Toronto breakdown of Active Core, Transit Suburb, Auto Suburb
Why is this? Why are over 80% or Torontonians living in suburbs? Even in the area where I live, Trinity Bellwoods, the streets are still lined with single family homes. And while there are changes happening – some of these homes are being converted to duplexes and triplexes – there is still mass inefficiency in our use of prime real estate. Finding a reasonably sized and priced apartment in our neighbourhood is as easy as it is to find a needle in a haystack.

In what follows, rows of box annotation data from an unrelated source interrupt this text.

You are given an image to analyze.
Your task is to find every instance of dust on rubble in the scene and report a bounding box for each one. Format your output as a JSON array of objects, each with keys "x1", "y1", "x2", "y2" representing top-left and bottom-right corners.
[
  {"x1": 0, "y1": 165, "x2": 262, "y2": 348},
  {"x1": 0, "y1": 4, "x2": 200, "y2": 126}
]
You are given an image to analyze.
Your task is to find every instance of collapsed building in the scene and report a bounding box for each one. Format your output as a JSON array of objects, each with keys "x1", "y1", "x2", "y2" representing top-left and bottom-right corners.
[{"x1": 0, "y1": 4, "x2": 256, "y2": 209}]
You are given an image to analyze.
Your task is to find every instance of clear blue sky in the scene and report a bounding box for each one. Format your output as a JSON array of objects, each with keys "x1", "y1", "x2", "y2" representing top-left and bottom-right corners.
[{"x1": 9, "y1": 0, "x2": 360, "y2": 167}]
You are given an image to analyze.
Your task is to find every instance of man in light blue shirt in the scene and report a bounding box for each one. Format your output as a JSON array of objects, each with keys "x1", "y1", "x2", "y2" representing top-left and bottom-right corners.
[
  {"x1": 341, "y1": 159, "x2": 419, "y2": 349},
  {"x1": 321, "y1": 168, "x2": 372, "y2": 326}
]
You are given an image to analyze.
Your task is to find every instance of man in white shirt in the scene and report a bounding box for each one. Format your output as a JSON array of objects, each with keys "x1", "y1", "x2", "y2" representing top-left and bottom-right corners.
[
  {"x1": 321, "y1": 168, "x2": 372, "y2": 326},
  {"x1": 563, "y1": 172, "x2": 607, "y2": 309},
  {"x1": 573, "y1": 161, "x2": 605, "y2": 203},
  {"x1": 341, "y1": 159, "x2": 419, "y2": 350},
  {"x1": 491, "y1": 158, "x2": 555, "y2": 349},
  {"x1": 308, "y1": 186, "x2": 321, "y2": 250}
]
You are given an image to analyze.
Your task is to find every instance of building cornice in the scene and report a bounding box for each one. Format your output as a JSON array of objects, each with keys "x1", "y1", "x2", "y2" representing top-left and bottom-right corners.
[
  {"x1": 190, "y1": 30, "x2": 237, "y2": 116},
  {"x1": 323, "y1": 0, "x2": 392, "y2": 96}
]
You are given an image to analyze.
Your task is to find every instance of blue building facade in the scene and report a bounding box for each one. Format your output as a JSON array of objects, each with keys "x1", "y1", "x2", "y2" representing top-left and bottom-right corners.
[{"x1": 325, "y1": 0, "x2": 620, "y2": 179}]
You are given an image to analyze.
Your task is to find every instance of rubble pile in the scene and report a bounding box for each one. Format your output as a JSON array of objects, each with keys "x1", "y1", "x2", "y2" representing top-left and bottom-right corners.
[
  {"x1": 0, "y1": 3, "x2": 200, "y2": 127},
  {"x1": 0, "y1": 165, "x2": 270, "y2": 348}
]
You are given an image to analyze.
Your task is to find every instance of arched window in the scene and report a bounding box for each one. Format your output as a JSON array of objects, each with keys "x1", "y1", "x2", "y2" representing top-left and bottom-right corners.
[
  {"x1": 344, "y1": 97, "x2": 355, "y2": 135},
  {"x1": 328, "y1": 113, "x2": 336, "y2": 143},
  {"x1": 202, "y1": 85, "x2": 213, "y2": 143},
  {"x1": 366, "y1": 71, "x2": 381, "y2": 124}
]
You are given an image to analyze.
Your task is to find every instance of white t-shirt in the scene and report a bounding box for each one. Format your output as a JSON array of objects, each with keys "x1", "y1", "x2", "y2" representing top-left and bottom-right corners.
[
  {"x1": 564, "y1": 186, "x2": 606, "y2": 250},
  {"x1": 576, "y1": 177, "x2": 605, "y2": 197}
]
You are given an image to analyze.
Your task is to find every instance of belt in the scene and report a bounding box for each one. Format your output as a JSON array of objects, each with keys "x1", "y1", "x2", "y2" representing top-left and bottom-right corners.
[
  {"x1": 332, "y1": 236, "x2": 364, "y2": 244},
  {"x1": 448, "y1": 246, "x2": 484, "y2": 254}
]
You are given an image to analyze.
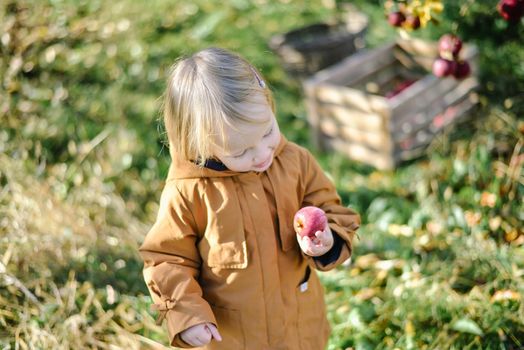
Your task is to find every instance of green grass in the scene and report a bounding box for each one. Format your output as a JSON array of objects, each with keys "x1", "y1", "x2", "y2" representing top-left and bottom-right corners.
[{"x1": 0, "y1": 0, "x2": 524, "y2": 350}]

Part of the reason that Toronto is just another sprawling suburb is, in part, due to it's amalgamation in the late nineties.
Amalgamation of Toronto
In 1998, the provincial government essentially forced this merge of Etobicoke, York, North York, East York, Scarborough, and, of course, Old Toronto, into the city proper that we all know today as Toronto. I don't say "forced" to be hyperbolic or dramatic; three quarters of voters, the two mayors campaigning for election that year, and even the previous mayor of Toronto, opposed the amalgamation.source
Knowing a bit about the recent political and geographical history of Toronto, it's interesting to consider both the recent research done at Queens and the pre-amalgamation, together. When you do, Old Toronto and Toronto's Active Cores fit together like a glass slipper that was left at that pre-1998 party. The party was definitely over.
Toronto's urbanization overlayed on pre-amalgamation map
To this day, when I refer to "Toronto", I'm not referring to the city proper; I'm referring to the Old Toronto – the active core. It doesn't come from a pretentious place, it comes from a realistic one. Venture outside of the the active core of Old Toronto and you'll notice a stark contrast: wide roads; segregated living, work, and commerce; single family homes, each with a driveway and 1 car per person.
But not everyone thinks of "Toronto" in that way and it's certainly not how we vote, which therein lies the problem. Voters who live in suburbs greatly outnumber those who live in the active core, so what Toronto is left with is competing ideas and politics that hinder the city from progress. In the active core, we understand how crucial it is to provide safe bike lanes, investing in building efficient public transit, and creating safe spaces for pedestrians to enjoy everything that the city has to offer and to stimulate a thriving economy. While in many suburban areas, voters and politicians actively campaign not only to hold back but to tear down progress.
Thankfully, Toronto was able to elect a progressive mayor, Olivia Chow, into office in our most recent election. As long as Toronto includes more than just it's current active core, we need leadership that will help bring the efficiencies of the city beyond our historic borders. We need to put a great weight on the value of educating suburban Torontonians on how to build great cities, and why it's important, rather than being left behind by the rest of the world.
While I've painted an ideal that's currently financially out of the average family's reach, it shouldn't be that way. Rather than developing efficient density, great public transportation and transit infrastructure, and creating a web of community, we've given in to the temptation to perpetuate building suburbs which keep people from living richer, fuller lives.
Toronto can be a city, as we've seen with its history and its active cores that live on today. I believe in Toronto and its ability to make radical changes to how we build our communities. But that belief will only last as long as our communities continue to fight for it. Toronto has the people and the economy to be a great city, but it remains to be seen whether we'll able to ever be able to make the progress that we need.